Military drills throw United States into China-Philippine dispute over resource-rich shoal

U.S. and Filipino soldiers are seen on a boat during a joint mock beachfront assault on the shore of Ulugan Bay on Palawan island in the Philippines April 25, 2012.
AFP/Getty Images
U.S. and Filipino soldiers are seen on a boat during a joint mock beachfront assault on the shore of Ulugan Bay on Palawan island in the Philippines April 25, 2012.
U.S. and Filipino soldiers are seen on a boat during a joint mock beachfront assault on the shore of Ulugan Bay on Palawan island in the Philippines April 25, 2012.
AFP/Getty Images

(CBS News) PUERTO PRINCESA, Philippines - Defying Beijing's warning, the Philippines and the United States held military drills this week in the island of Palawan near the South China Sea. Close to a hundred troops from both countries took part in a mock assault of an island, supposedly occupied by members of the Abu Sayyaf, al Qaeda-linked terrorists in Southern Philippines.

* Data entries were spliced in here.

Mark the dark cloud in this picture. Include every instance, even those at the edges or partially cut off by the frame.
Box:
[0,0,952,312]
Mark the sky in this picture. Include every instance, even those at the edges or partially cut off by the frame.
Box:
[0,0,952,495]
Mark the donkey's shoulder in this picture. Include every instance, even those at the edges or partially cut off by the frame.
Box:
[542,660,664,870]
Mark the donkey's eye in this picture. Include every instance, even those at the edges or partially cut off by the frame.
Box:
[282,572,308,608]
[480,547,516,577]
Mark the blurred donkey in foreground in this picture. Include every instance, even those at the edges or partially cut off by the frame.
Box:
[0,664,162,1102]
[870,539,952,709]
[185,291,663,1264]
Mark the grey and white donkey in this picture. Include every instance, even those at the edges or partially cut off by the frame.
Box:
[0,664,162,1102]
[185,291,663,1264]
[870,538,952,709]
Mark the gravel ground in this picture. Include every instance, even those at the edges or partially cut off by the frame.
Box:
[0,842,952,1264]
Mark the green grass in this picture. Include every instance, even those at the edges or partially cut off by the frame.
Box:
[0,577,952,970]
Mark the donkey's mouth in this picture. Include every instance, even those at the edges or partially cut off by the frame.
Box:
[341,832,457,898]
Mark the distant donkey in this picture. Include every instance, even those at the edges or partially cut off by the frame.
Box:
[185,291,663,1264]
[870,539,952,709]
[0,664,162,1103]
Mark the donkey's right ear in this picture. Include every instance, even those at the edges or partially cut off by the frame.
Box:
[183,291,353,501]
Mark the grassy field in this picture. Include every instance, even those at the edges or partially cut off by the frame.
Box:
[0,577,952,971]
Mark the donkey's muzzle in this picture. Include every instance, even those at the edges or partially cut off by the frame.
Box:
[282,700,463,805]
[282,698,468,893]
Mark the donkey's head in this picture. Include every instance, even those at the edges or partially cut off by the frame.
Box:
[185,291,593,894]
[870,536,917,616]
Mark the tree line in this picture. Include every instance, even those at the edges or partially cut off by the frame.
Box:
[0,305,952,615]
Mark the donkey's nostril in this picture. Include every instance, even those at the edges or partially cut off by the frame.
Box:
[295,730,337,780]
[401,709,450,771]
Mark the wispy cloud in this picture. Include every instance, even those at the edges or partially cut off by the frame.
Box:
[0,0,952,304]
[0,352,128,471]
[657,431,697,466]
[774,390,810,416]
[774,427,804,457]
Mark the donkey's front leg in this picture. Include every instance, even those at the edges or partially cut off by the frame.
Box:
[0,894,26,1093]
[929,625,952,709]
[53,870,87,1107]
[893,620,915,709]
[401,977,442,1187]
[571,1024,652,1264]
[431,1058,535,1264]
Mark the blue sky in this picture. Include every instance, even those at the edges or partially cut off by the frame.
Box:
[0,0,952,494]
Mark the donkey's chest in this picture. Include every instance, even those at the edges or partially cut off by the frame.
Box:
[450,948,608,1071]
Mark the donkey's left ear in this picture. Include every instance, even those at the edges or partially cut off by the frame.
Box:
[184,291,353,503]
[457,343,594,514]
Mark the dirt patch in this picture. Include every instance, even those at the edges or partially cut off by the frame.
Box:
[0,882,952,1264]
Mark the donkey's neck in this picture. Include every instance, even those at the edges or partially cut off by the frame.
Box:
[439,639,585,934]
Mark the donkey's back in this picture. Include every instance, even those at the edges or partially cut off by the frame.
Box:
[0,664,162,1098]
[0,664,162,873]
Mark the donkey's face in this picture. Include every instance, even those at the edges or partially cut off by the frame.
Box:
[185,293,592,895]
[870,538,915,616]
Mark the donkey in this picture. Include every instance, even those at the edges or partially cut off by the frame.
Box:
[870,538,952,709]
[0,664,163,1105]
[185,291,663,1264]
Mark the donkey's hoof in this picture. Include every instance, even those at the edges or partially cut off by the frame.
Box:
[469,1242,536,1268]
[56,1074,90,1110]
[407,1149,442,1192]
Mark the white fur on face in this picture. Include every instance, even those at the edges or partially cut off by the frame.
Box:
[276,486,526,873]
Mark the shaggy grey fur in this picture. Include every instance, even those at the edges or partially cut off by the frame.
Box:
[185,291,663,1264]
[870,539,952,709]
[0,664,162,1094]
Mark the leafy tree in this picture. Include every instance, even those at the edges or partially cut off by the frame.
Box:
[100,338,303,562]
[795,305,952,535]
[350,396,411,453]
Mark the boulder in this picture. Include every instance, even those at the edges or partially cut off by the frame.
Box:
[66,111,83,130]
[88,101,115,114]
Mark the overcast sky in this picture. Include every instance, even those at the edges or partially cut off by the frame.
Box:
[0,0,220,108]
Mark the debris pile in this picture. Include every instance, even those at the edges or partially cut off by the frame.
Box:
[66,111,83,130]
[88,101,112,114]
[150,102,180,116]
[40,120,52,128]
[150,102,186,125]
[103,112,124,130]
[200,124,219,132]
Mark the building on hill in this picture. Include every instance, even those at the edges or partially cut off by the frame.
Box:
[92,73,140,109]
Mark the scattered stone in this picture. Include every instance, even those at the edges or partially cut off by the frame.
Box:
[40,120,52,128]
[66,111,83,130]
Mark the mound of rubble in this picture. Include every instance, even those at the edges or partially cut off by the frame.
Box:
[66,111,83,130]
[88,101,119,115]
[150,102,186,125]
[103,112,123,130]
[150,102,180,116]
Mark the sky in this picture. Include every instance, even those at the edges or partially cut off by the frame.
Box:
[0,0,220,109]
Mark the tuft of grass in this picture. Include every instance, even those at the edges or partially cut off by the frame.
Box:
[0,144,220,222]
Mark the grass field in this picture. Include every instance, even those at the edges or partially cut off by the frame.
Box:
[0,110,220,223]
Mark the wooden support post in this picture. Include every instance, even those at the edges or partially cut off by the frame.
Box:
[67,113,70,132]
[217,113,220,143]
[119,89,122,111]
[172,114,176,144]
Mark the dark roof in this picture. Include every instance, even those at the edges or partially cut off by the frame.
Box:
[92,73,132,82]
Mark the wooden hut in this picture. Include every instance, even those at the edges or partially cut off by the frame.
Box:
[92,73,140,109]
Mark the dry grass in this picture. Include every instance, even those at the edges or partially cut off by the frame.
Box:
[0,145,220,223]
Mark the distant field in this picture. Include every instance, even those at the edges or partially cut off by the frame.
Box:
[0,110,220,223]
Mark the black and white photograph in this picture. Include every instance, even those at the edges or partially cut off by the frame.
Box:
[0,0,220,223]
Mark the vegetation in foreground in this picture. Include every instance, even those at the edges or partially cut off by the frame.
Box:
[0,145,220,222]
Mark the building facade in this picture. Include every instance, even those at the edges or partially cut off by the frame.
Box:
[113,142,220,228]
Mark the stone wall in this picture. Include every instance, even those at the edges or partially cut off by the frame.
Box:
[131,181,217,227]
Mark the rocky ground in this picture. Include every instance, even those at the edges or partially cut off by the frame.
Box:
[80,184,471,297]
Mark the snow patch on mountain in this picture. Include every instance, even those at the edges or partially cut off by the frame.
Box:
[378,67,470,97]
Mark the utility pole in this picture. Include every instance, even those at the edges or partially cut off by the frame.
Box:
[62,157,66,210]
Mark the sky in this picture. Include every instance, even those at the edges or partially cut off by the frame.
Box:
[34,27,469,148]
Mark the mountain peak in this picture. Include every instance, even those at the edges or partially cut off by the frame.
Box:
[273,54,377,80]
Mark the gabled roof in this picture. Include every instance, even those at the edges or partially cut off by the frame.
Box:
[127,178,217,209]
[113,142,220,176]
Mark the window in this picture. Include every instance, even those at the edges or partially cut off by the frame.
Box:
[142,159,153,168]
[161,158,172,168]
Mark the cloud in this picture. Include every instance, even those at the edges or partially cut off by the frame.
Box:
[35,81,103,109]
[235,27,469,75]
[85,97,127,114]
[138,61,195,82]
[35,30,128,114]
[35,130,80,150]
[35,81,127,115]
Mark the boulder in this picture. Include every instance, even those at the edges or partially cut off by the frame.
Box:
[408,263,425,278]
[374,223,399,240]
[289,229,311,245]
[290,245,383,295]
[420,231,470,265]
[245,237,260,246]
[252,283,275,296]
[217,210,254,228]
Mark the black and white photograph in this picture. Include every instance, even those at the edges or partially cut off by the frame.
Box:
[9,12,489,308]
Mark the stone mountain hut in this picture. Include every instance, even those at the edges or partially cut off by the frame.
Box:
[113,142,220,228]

It could have been just one of the drills regularly held by Philippine and American forces during annual joint military exercises called Balikatan, which literally means "shoulder to shoulder." But this year's exercises took place just as the Philippines and China are locked in a tense standoff over the Scarborough Shoal in the South China Sea, a group of rock formations 124 nautical miles west of Zambales province in the Philippines, believed to be rich in oil and gas resources as well as marine life.

Both countries are claiming ownership of the area, the Philippines on account of its proximity in accordance with the United Nations Convention on the Law of the Sea and China on historical grounds as evidenced by ancient maps.

The crisis began when members of the Philippine Navy patrolling the area attempted to arrest Chinese fishermen allegedly engaged in illegal poaching. That was when two Chinese surveillance ships arrived to stop the arrest. Since then, both countries have sent mixed signals to one another - negotiating through diplomatic channels while also deploying military and civilian ships in and out of the area.

Philippine Foreign Affairs Secretary Albert del Rosario has said that an "element of trust" was lacking in the negotiations, adding that Chinese Ambassador to Manila Ma Keqing has been sending misleading and inaccurate information to Beijing, leading to what the Philippines perceives as a more aggressive stance.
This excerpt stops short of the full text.